Florida will no longer require a jury to unanimously recommend the death penalty under a measure signed into law by Gov. Ron DeSantis, a change made in response to outrage over jurors who last fall blocked the death penalty for convicted Parkland killer Nikolas Cruz, reported Politico.
DeSantis approved the bill in a private bill-signing ceremony held in his office with legislative leaders and the sponsors of the legislation.
“Once a defendant in a capital case is found guilty by a unanimous jury, one juror should not be able to veto a capital sentence,” DeSantis said in a statement. “I’m proud to sign legislation that will prevent families from having to endure what the Parkland families have and ensure proper justice will be served in the state of Florida.”
Cruz killed 17 people at Marjory Stoneman Douglas School five years ago and eventually pleaded guilty to murder charges. But DeSantis called for changes to Florida’s death penalty law after three out of the 12 jurors deciding his fate recommended life in prison.
From now on, convicted murderers could receive the death penalty if eight out of the 12 jurors recommend it. It’s a lower threshold than any other states that actively carry out the death penalty. Alabama requires a jury vote of 10-2.

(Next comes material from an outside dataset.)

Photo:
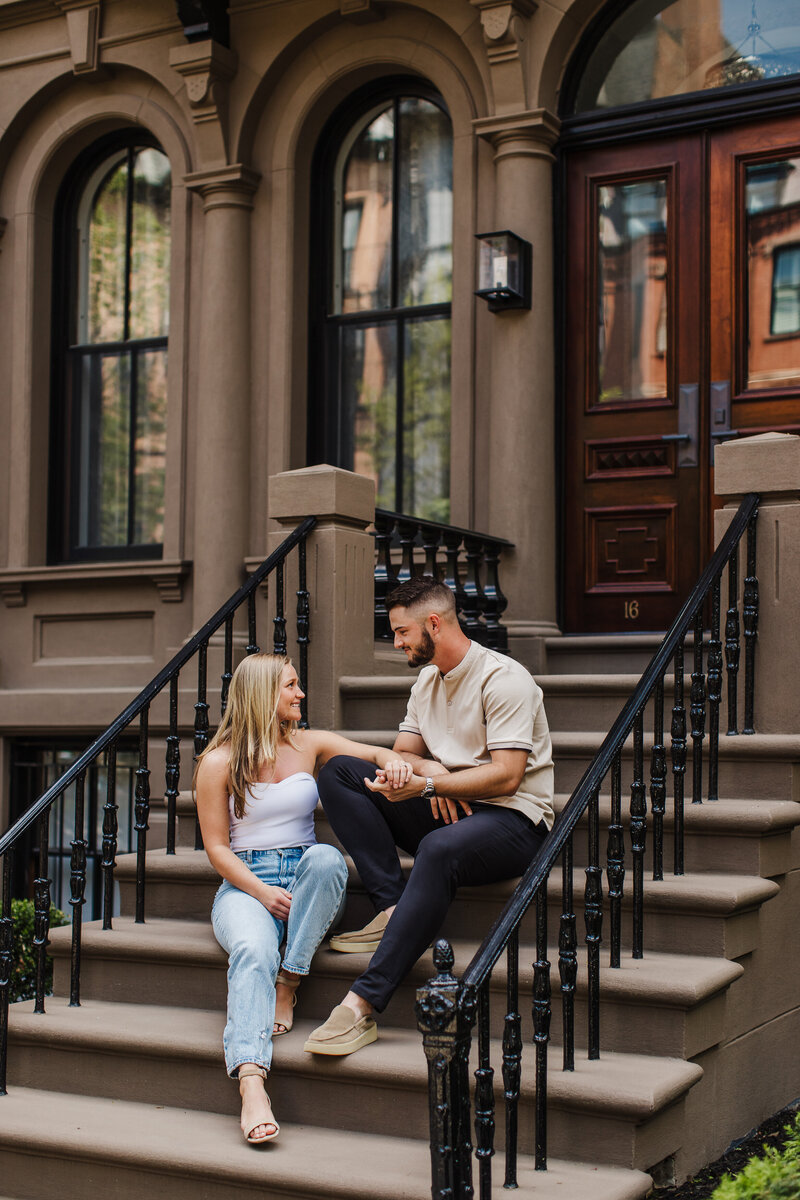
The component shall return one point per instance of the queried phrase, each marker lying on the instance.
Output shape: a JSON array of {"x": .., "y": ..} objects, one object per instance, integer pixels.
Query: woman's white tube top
[{"x": 276, "y": 815}]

“This bill is about victims’ rights, plain and simple,” said Tony Montalto, whose daughter Gina Montalto was killed by Cruz, in a statement. “It allows the victims of heinous crimes a chance to get justice and have the perpetrators punished to the full extent of the law.”
Florida’s death penalty process has undergone a flurry of litigation over the years. State legislators switched from a simple majority to a 10-2 jury requirement after the U.S. Supreme Court ruled that the state’s process was unconstitutional. But then legislators changed the law to require a unanimous jury recommendation after the Florida Supreme Court ruled in 2016 that it was required.

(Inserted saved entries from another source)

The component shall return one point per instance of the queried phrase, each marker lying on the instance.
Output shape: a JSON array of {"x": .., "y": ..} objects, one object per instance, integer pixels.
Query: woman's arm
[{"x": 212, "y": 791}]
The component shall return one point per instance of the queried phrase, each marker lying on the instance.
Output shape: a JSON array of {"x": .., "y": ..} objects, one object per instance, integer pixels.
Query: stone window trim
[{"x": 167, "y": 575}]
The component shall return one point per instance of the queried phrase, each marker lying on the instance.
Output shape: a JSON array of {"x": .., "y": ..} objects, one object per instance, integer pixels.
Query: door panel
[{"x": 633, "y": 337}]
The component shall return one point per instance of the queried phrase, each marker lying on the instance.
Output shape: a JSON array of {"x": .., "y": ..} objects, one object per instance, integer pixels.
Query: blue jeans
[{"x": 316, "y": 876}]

According to The New York Times, Nearly all of the 27 states that allow the death penalty require unanimous sentencing votes by juries. The new Florida threshold will be lower than the 10-to-2 majority required in Alabama. Indiana and Missouri allow judges to decide the sentence when jurors are divided.
At least 30 inmates who were sentenced to death in Florida have since been exonerated, more than in any other state, according to the Death Penalty Information Center, a nonprofit research organization that opposes capital punishment. More than 300 inmates remain on Florida’s death row.
But the state’s high court — which shifted rightward due to several appointments by DeSantis — retracted that decision four years later and said the previous decision was “wrong.”
While supporters of the bill insist the lower threshold will withstand constitutional muster, opponents counter that the new standard will likely be challenged in federal court.
The legislation, S.B, 450, was supported by both Democrats and Republicans, although most of the “no” votes were from Democrats.
“We are talking about the state injecting chemicals into a person’s body to take their life,” said Rep. Ashley Gantt, a Miami Democrat and an attorney. “And that demands the highest of the threshold of a unanimous jury verdict.”
The death penalty bill was just one of a series criminal justice bills that DeSantis called for ahead of this year’s session. DeSantis, who has made stops across the country to promote a new memoir ahead of an expected presidential run, has lashed out at blue states and “soft-on-crime” prosecutors operating in other parts of the country.